Вдруг знакомые, вдруг спросят – каким макаром здесь?! – она отбрехается, что ходила по рынку, закупалась ко дню рождения Андрея, — видит, что-то сооружают. И решила остаться. Как-никак педагог, надо быть в курсе.

   Но главное, ей не хотелось, чтобы ее увидел сын. Увидел и, не дай Бог, не подумал, что мать специально притащилась лицезреть своего мучителя. Хотя… Может, это доставило бы ему приятных минут.

 

   Что сын примет участие в рок-концерте любительских групп, она узнала, подслушав телефонный разговор. Конечно, подслушивать и подглядывать – сама втолковывала!-  гадко, но без подобных ухищрений Ольга вообще ничего не знала бы о собственном дитяти.
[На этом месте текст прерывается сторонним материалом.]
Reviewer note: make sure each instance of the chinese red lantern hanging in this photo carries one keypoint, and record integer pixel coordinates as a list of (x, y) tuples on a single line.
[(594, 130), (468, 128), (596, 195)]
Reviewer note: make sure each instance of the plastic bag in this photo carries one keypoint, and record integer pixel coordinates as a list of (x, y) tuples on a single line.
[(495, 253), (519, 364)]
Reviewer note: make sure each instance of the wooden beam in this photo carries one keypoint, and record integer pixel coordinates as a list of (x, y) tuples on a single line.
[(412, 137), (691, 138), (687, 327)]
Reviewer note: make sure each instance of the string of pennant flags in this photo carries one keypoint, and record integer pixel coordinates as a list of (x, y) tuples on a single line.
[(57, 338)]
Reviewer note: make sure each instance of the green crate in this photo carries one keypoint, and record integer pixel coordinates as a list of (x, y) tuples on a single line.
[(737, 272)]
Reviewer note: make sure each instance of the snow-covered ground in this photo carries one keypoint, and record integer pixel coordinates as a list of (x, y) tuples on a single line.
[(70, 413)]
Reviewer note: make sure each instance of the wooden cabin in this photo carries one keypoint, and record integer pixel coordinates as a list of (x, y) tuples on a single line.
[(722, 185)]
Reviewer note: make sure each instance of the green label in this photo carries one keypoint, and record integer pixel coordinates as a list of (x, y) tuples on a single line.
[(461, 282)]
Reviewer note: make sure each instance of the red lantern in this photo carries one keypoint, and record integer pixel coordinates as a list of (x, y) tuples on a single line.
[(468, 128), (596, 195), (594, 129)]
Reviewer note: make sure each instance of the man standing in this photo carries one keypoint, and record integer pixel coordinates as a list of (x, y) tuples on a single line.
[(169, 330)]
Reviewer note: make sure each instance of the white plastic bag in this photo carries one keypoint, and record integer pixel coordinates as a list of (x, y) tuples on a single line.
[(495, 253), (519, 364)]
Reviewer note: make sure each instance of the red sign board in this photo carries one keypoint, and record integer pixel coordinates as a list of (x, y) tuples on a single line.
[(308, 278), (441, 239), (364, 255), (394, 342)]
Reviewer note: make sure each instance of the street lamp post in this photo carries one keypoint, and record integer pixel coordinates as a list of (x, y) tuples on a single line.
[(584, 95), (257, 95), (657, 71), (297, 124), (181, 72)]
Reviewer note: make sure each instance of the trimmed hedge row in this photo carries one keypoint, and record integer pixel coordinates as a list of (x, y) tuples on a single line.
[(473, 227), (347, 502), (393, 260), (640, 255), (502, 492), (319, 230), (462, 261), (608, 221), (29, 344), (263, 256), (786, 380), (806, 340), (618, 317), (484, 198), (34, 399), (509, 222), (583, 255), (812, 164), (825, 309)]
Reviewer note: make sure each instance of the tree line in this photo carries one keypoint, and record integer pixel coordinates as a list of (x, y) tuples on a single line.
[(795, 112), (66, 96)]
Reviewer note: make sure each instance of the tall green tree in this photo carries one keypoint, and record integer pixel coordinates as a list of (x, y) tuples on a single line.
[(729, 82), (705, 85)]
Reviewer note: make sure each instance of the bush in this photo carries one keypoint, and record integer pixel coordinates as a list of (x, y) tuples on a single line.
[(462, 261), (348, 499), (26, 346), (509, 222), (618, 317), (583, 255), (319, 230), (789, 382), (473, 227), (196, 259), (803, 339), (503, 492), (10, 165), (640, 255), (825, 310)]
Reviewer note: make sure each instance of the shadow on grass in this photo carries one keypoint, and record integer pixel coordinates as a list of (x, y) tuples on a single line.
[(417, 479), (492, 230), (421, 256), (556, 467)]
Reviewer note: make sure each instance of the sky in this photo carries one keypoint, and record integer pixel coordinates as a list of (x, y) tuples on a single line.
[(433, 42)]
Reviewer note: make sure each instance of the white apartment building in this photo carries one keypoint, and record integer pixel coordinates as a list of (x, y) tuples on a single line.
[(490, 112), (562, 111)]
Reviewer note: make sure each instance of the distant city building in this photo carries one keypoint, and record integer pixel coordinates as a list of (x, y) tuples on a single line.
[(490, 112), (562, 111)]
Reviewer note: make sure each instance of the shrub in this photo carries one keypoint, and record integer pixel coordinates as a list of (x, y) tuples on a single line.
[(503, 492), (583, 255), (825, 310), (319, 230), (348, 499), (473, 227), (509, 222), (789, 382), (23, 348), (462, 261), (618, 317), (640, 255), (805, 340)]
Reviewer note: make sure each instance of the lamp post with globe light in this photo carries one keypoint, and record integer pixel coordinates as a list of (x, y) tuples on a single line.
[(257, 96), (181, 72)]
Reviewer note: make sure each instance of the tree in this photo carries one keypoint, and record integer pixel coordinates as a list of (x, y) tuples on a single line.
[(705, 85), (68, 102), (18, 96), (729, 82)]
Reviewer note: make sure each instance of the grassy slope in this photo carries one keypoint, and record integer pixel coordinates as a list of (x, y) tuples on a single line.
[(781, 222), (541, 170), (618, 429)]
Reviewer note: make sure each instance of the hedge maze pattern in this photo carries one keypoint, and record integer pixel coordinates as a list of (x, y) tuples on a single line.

   Тот стремительно рос, вверх и вширь, становясь копией папы, которого не ведал, и это было едва ли не единственным, что мать знала наверняка. Все остальное – где сын обитается неделями, чем кормится, его привычки и пристрастия, приходилось угадывать мельком, дорисовывать в воспаленном мозгу, когда чадо заявлялось-таки домой отсыпаться-постираться, или когда ему кто-то звонил, или – не часто – заглядывал в гости.

   И это после всего, что она для него сделала!..

   — Балбес! Алкоголик! Тюрьма по тебе плачет! – зло выговаривала мать, понимая, что груба и несправедлива. Разве она когда видела, чтобы сын накачивался водкой? Или ей доносили, что он водится с подонками? Нет. Ну, нашла в кармане вскрытую пачку презервативов – не конец же света! И все-таки, не могла сдерживаться от оскорблений, едва сын ступал на порог.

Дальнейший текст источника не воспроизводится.